In my sub-field, no one is going to discover a new society or behavior that will have much impact on theories of human adaptation. There was a time, last century, when the charting of human behavioral variation, including linguistic variation, produced many surprising discoveries. Most theories have accommodated (or denied) this evidence by now. There are still some discoveries to be made, for sure. But ratio has shifted. Now we’re in the long, hard slog of understanding. It hurts.

It hurts so badly, because experiment has a limited role to play. Why? The processes we are trying to study cannot be studied in the lab. Bits can be probed in the lab, for sure. I do experiments myself. Some of my best friends conduct experiments! But human adaptation is a long-term dynamic. It takes years for individuals to acquire adult competencies and generations for groups to adjust to changes in circumstance. Piecing together how life history, sociality, and cognition integrate in this process requires long-term, micro-level data, as well as a formal body of theory that can assemble such data into evidence.

Under the status quo, with short grants and institutional pressure to produce a steady stream of shallow publications, it’s very hard to make progress. Human adaptation takes place on a timescale that exceeds the typical academic career. It certainly exceeds the typical grant duration.

Not all anthropologists are going to lay golden eggs. But in the current system, none of them will.
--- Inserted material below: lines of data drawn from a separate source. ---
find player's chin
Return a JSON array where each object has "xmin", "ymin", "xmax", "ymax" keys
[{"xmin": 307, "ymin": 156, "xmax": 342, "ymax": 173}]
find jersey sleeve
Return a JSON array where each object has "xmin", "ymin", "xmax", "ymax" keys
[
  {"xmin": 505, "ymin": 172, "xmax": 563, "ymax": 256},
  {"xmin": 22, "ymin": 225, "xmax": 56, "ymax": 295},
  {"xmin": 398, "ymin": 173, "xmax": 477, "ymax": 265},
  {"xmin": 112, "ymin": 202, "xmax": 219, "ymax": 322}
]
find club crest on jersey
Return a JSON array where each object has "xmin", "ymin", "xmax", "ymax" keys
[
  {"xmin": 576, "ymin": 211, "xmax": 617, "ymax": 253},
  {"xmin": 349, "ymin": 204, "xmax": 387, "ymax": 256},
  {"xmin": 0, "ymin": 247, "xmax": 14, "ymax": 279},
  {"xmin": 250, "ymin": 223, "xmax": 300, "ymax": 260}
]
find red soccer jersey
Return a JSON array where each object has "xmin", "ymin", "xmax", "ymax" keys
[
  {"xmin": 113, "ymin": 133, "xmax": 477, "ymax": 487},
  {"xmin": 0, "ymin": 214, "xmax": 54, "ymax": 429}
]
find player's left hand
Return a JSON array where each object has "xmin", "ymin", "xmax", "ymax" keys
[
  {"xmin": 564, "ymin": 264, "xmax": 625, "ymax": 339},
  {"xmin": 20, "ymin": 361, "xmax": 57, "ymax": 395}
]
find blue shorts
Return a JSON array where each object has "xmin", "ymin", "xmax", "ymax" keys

The public is not getting a lot for its money. Look—I’m a military kid. Both of my parents were soldiers during the Cold War. I was weaned on public service and civic duty. If the tax payer is being cheated, it makes me viscerally upset. I am not upset at individuals, but rather at the system. I am broadly upset at science, and specifically upset at my own field.

A Better Telescope

Hubble images, before (top) & after (bottom) the camera was fixed

So instead of pursuing my own glamorous research agenda, I am pursuing a long-term infrastructure project. The infrastructure I have in mind is organizational and cultural, not narrowly technological. We must build a better telescope, one that can see the process of human adaptation at the time scale it happens and in the environments it happens in.

Consider the Hubble Space Telescope. When the Hubble went into orbit in 1990, it had a defective camera. It was a joke, a waste of public funds. But when the images started coming in, it turned out to be not so funny—despite being broken, the Hubble produced better images than any ground-based telescope to date. What the Hubble saw transformed astronomy. Once the camera was fixed, in 1993, images were even better (see right). But the point is that it didn’t have to be perfect to constitute a major advance.

The study of human adaptation needs a similar instrumentation advance. We are trying to study and theorize about a process we cannot see. And we are trying to do it by cobbling together short-term funding that has to promise transformative results. It would be funny, but it’s not.

I don’t exactly know how to accomplish this. But I am going to try, and I am confident that whatever we build will, at first, be broken. But it will still be better than any ground-based telescope.

More

How can we do better? I have a lot more to say, especially about professional norms and standards of training. I will write more about that in the future.